Cost is extracted post-execution from the adapter's JSON output (cost.input_tokens, cost.output_tokens) and converted to USD using known model pricing. Cost estimation is approximate (~15-30% variance due to different tokenizers per model). There is no pre-execution cost prediction in v1 -- cost is measured after execution, not capped before.
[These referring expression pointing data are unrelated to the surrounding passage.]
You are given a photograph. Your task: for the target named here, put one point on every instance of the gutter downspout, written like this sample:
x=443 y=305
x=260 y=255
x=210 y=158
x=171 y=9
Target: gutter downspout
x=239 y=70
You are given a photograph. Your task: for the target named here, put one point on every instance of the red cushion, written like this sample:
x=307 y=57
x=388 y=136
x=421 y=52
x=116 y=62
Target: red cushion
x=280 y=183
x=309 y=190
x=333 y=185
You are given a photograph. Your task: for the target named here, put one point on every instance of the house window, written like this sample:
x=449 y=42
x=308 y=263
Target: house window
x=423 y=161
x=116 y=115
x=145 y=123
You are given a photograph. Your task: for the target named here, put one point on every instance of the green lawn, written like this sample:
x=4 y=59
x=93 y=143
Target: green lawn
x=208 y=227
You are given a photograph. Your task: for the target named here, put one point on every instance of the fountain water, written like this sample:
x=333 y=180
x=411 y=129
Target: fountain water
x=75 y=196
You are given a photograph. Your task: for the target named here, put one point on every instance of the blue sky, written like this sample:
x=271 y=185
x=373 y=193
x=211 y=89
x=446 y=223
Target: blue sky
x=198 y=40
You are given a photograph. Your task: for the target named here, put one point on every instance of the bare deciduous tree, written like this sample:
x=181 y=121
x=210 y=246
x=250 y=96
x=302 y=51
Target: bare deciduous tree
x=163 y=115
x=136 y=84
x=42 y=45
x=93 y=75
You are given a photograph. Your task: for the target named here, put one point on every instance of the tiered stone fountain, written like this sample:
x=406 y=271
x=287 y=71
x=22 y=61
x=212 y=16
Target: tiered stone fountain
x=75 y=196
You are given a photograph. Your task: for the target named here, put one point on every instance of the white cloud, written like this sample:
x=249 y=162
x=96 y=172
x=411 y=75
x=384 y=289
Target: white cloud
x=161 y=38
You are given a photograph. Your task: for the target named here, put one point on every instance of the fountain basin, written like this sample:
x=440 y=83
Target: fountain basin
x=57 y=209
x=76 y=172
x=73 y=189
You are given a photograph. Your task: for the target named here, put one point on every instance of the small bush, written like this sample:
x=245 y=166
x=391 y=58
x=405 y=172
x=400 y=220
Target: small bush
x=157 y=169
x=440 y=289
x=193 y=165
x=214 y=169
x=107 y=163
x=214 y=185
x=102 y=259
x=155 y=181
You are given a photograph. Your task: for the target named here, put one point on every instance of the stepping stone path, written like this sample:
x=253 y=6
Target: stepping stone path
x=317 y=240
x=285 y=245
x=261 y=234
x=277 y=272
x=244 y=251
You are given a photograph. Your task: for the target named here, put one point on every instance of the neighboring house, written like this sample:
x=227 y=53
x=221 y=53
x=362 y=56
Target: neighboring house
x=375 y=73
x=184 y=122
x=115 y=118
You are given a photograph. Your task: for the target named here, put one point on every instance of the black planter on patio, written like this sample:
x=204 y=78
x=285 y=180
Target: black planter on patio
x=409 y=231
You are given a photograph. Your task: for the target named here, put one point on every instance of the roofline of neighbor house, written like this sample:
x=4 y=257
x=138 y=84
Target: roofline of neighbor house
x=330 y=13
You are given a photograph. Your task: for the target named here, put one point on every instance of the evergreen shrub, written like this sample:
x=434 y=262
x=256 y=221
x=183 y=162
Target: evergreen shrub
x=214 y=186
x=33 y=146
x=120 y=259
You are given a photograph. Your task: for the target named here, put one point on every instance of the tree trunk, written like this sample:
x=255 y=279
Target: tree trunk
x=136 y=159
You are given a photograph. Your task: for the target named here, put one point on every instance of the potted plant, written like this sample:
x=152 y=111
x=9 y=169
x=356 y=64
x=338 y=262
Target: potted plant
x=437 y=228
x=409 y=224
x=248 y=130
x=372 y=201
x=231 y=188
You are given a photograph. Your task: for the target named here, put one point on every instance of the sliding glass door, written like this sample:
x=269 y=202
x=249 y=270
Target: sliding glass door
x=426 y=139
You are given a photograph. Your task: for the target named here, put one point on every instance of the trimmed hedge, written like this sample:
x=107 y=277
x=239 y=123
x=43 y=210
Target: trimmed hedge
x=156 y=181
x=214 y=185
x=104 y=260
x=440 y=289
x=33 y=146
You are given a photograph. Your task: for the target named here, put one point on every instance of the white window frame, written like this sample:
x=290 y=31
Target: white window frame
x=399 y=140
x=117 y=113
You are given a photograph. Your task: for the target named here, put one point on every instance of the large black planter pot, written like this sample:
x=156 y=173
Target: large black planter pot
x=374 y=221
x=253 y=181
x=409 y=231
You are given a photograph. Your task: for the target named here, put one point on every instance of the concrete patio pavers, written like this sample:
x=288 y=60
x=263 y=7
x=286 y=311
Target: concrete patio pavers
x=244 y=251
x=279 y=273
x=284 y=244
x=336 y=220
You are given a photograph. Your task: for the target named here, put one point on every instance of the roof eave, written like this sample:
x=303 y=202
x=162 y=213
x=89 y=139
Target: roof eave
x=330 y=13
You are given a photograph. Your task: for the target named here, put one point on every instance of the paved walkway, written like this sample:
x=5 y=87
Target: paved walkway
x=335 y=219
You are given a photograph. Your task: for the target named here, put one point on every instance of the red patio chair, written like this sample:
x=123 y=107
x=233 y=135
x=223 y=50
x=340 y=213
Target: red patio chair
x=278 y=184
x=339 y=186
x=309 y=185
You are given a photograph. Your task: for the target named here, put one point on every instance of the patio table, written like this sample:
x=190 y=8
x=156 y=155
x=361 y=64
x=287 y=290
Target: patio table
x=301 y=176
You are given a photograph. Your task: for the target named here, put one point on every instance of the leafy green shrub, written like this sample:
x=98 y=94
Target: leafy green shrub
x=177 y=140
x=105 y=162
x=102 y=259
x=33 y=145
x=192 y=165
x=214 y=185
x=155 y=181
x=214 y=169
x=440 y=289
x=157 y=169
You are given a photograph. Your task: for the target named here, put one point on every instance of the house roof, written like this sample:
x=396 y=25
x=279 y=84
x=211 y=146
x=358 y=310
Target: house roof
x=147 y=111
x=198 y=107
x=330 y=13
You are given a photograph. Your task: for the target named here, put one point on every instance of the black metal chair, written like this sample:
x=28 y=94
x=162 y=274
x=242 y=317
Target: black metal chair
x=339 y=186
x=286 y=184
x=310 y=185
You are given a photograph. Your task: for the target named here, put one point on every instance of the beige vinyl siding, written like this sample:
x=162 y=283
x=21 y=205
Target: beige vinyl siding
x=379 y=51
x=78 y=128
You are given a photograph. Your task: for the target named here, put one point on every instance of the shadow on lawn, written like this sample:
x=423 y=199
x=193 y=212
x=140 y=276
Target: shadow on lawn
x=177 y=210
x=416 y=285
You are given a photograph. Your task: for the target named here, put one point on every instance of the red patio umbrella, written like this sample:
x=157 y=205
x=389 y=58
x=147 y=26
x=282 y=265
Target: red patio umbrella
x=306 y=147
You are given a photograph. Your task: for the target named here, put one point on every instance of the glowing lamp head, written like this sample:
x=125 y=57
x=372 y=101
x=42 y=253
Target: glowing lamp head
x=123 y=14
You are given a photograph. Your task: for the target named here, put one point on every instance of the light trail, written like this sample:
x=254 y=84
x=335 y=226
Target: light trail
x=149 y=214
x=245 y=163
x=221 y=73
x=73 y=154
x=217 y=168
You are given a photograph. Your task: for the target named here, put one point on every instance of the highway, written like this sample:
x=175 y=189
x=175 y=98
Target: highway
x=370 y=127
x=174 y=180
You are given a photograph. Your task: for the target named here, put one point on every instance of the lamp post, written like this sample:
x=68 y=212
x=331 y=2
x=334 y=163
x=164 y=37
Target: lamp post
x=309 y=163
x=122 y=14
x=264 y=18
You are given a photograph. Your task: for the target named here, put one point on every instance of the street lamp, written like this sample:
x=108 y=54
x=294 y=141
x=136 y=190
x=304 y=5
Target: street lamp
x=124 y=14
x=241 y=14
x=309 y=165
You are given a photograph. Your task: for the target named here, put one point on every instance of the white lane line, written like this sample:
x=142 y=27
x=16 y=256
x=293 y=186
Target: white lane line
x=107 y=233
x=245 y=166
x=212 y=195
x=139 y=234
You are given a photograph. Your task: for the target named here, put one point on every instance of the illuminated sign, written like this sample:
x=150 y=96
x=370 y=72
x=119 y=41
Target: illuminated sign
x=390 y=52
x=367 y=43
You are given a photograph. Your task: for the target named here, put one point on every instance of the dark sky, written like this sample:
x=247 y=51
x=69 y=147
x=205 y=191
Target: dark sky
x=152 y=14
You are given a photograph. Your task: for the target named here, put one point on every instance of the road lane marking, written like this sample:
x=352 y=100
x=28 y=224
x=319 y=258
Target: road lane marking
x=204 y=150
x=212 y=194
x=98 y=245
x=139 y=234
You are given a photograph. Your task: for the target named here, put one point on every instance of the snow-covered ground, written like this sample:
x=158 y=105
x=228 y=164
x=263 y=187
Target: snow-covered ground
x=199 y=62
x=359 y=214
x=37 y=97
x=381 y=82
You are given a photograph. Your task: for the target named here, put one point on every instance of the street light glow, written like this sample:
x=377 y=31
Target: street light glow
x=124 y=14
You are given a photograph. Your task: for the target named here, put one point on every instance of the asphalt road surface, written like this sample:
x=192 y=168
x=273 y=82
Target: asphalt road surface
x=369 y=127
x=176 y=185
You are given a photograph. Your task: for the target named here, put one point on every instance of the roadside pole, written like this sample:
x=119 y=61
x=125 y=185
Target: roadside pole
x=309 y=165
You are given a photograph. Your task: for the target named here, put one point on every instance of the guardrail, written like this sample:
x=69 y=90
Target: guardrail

| # | Anti-Pattern | Why It's Wrong | What to Do Instead |
|---|---|---|---|
| 1 | Trusting external tool self-reports -- tool says "all tests pass" and orchestrator believes it | External tools can hallucinate, skip steps, or misinterpret results; same reasoning as the no-self-certification rule for subagents | Orchestrator runs Phase 2 (VALIDATE) independently; adapter output contains facts only, never verdicts |
| 2 | Skipping cross-model review -- "the external tool's code looks fine, committing directly" | Single-model blind spots are the whole reason this skill exists; bypassing review defeats the purpose | Always run Phase 3 with a different model as reviewer; cross-model review is mandatory |
| 3 | Running without timeout -- invoking an adapter without safe_invoke() timeout wrapper | External CLIs can hang on rate limits, network issues, or infinite loops; an unmonitored invocation blocks the entire pipeline | Always use safe_invoke() with the configured timeout_seconds; handle timeout as a retryable error |
| 4 | Passing the full environment -- running the external tool with the orchestrator's full env vars | Leaks API keys, session tokens, and internal state to an external process that only needs its own credentials | Use env -i to pass only HOME, PATH, and the tool's own API key; see Minimal Environment in the design doc |
| 5 | Working in the main repo -- running external tools directly in the project working directory instead of a worktree | Concurrent invocations corrupt each other's state; failed attempts leave dirty files; no clean rollback path | Always create an isolated git worktree per invocation; merge only after all phases pass |
All adapter invocations produce structured session log entries in ~/.claude/sessions/:
Session log entry:
- timestamp, tool, command, model, attempt
- prompt content hash (what we asked)
- output JSON (facts: exit code, files changed, cost)
- CI gate results (from orchestrator's Phase 2)
- review output (from cross-model Phase 3)
- outcome: success | retry | escalated | user_alert
- cost (tokens used, estimated USD)
These logs feed the existing /self-reflect pipeline. Over time, the knowledge base accumulates routing intelligence:
Future routing decisions improve automatically as the knowledge base grows from session log analysis.